The Nigeria Union of Petroleum and Natural Gas Workers (NUPENG), and the Independent Petroleum Marketers Association of Nigeria (IPMAN), however, have challenged the government to match its words with action, saying they have become weary of unfulfilled promises.
Reacting to Kachikwu’s announcement, the Eastern Zonal Chairman of NUPENG, Godwin Eruba, and IPMAN Chairman, Port Harcourt Zone, Sunny Nkpe, said the development would only cheer Nigerians, if the government delivers on its assurances.
“There is no alternative to local refineries. They will create employment, reduce the price of PMS to even less than N50 per litre, expose the corruption embedded in the subsidy scheme, eradicate scarcities occasioned by importation of oil, and end the stress experienced by citizens,” said Eruba.
He urged the government to ensure machinery needed for the production is in top shape and is properly maintained, warning that an on-off pattern does not portend well for the nation’s economy.
Cautiously optimistic, Nkpe regretted that Nigerians have been through much pain and hardship, but that sustainable move to address the challenge is welcome.
Nigeria joined the Organisation of Petroleum Exporting Countries (OPEC) in 1971. Six years later, in 1977, it merged the Nigeria National Oil Corporation with the Federal Ministry of Mines and Steel into the Nigeria National Petroleum Corporation (NNPC). In 1981, that is after a period of four years of NNPC, the corporation was decentralised into nine subsidiaries including the National Petroleum Investment Management Services (NAPIMS); Nigerian Petroleum Development Company (NPDC); Nigerian Gas Company (NGC); Products and Pipelines Marketing Company (PPMC); Integrated Data Services Limited (IDSL); Nigerian Liquefied Natural Gas Limited (NLNG); National Engineering and Technical Company Limited (NETCO); Hydrocarbon Services Nigeria Limited (HYSON); Warri Refinery and Petrochemical Company Limited (WRPC); Kaduna Refinery and Petrochemical Company Limited(KRPC) and Port Harcourt Refining Co. Limited (PHRC).
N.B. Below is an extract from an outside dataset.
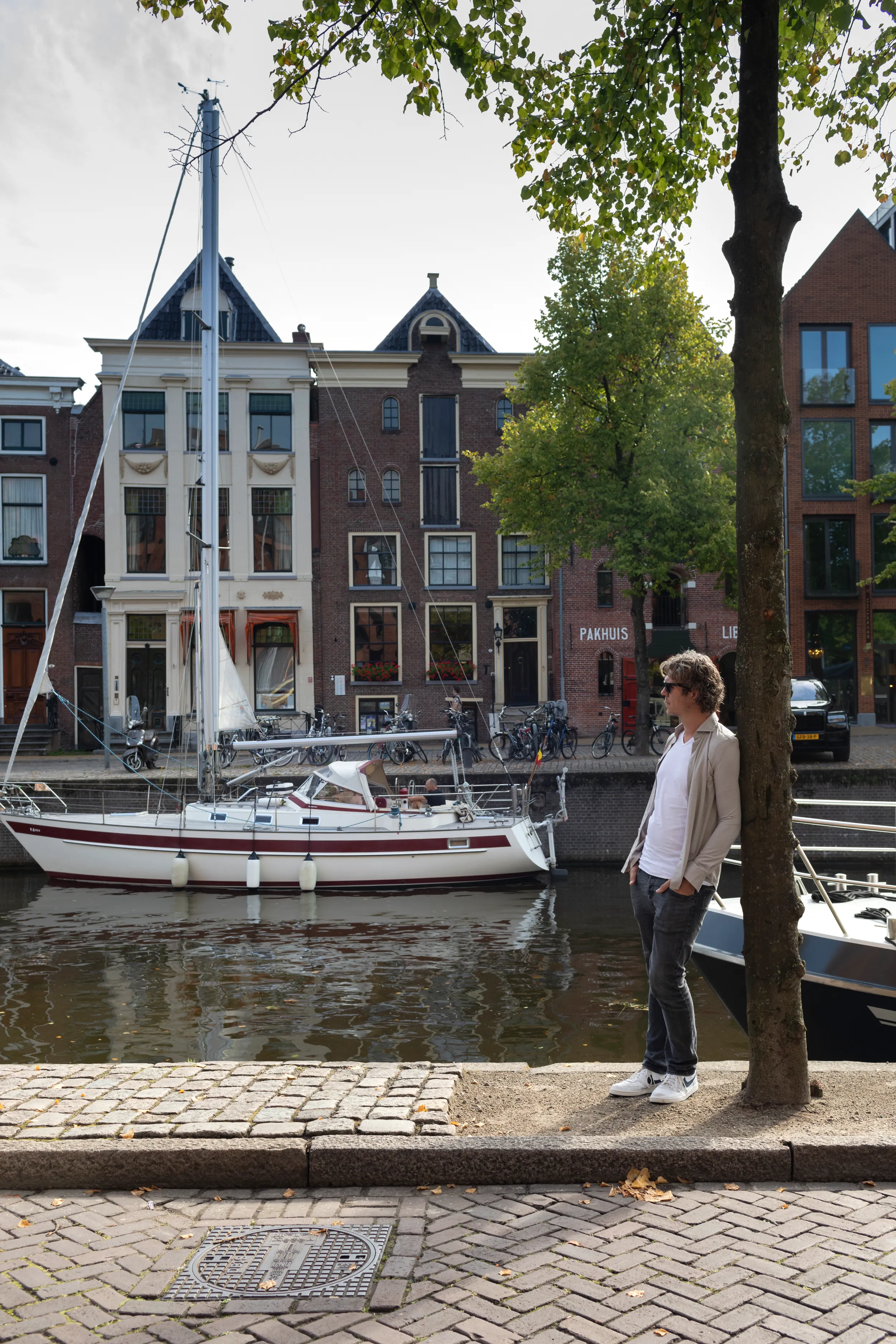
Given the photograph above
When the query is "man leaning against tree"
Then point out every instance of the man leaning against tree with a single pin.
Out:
(691, 822)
Despite the unbundling of NNPC, however, the nation’s petroleum industry continued to thrive in official corruption, while the downstream sector became a source of continual hardship for citizens, as they experienced erratic supply of petroleum products especially, Premium Motor Spirit and kerosene.
Against the background of this epileptic sourcing and fluctuating pricing of petroleum products, the federal government under President Olusegun Obasanjo, initiated the process of deregulating fuel prices in 2003. In furtherance of that policy, the government hinted that it planned to privatise the four major oil refineries located in Port Harcourt, Warri and Kaduna. Two years after the initiative took off; NNPC signed a contract worth $1bn with Chevron Texaco Nigeria, to construct the Floating, Production, Storage and Offloading (FPSO) Vessel at the Agbami deep offshore oil field.
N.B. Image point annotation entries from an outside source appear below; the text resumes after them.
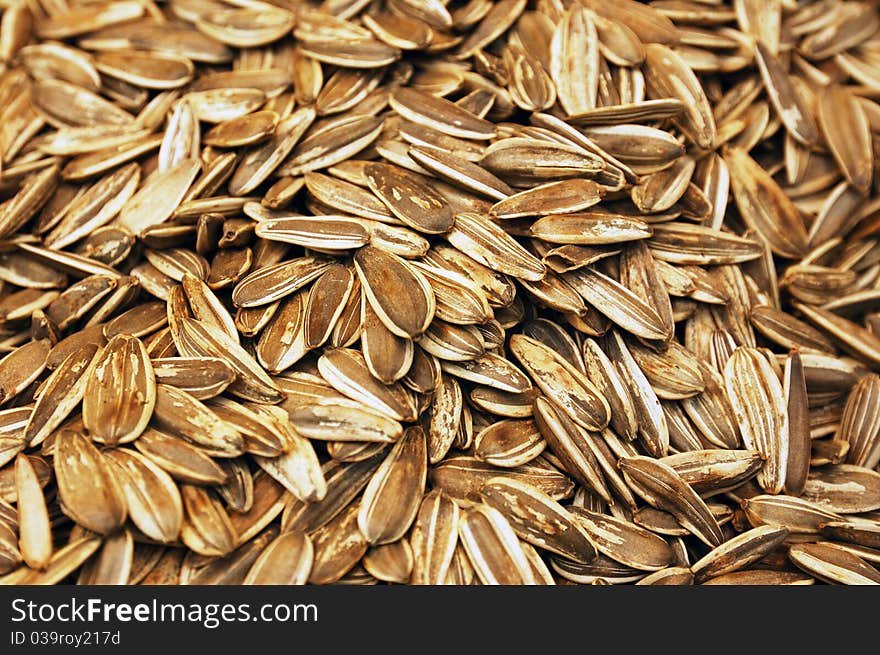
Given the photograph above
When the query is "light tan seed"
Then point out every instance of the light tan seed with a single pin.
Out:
(120, 392)
(90, 492)
(34, 530)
Perhaps, because the NNPC came into being on a ‘fool’s day’ (April 1, 1977), the establishment has not translated its operations to profit-making or good life for Nigerians. Despite its extra mandate through production, refining, petrochemicals, product transportation and marketing, NNPC had remained at the centre of allegations of sleaze and revenue evaporation.
The refineries it put up at Port Harcourt, Warri and Kaduna did not help the downstream sector or increase the capacity of Nigerians in the upstream. Worse still, the commercialisation effort, which yielded multiple strategic business units for exploration, gas development, refining, distribution, petrochemicals, engineering and commercial investments, gave way to subsidy payment and insider trading through importation of petroleum products by private concerns.
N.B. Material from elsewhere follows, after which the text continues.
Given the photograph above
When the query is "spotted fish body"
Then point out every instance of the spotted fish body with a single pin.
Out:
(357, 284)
Its many subsidiaries fuel systemic inefficiency rather than enhancing productivity and profitability. An example is the Department of Petroleum Resources (DPR) in the Ministry of Petroleum Resources, which is charged with the responsibility of ensuring compliance with industry regulations. But despite its existence, poor quality fuel was once imported and distributed in the country while fraudulent importers claimed subsidy payment for non-existent imports. The secrecy and corruption that characterised subsidy payments sparked off debates on the necessity or otherwise of subsidising the price of PMS.
Attempt by the federal government under President Goodluck Jonathan to scrap the subsidy in January 2012 led to spontaneous protests instigated and supported by entrenched political and business interests. It was noted then that in times of acute scarcity of the product, Nigerians showed marked ability and willingness to pay as much N200 per litre for PMS. Even when the price of oil in the international market was showing signs of constant decline, Nigerians continued to pay more for the product, even with subsidy. While other countries in OPEC have shown improvement in infrastructure and diversification of their economies, Nigeria’s situation keeps getting worse, as few privileged individuals grew fat from importing oil smoothened by state subsidy.
The announcement by the Minister of State for Petroleum, Mr. Ibe Kachikwu, that the government can no longer afford to pay subsidy, therefore, comes with mixed feelings.
Kachikwu explained that two crucial developments necessitated the removal of subsidy notably: corruption and falling revenue from crude sales. But while indicating an official price of N85 and N87 per litre, the Minister retained the confusion that beclouds official policies in the oil industry.
Experts have questioned the rationale for state interference in price regimentation, given its resort to deregulation of the downstream, because just as the government was announcing a pricing ceiling of N87 per litre, the product was being sold in some states thrice that amount, amid scarcity. And even without talking about sourcing, the Minister hinted: “Marketers would get advice on that.” The same marketers had after receiving arrears of subsidy owed them decided on a temporary cessation of importation, as they put it, “to know where this government stands on subsidy.”
Going by Kachikwu’s announcement, government may, at last, have decided to allow market forces to determine effective pricing of petroleum products. The buck now shifts to the marketers or NNPC, to address the issue of supply to match domestic demand.
The Minister had said: “For the first time, people will understand that the pricing modulation I was talking about is not a gimmick. It is for real. We have gone to find out how to fluctuate the market to reflect what the reality of the crude market is. The objective is that we cannot afford to continue to subsidise…we can’t even understand where those subsidies were going to. There are a lot of fraud elements in it, so we need to cut that off. Secondly, the earning capacity of the federal government is deteriorating by the day with lower prices of crude.”
It would be recalled that in September, Kachikwu disclosed that the nation’s four refineries at Port Harcourt, Warri and Kaduna “must become fully functional within the next three months, to guarantee uninterrupted fuel supply in the country.” Speaking at the Kaduna Refining and Petrochemical Company, Kachikwu declared that the NNPC “would provide all that is required to enable the refineries operate optimally. He stated: “We must make all the FCCUs (Fluid Catalytic Cracking Units) and the fuel sections to work efficiently in the next three months, so that Nigerians will continue to enjoy uninterrupted supply of petroleum products.”
Though the NNPC GMD explained the need for the establishment of more refineries, to avert reliance on importation, he failed to factor in the issue of paucity of funds, as the price of oil continues to plummet.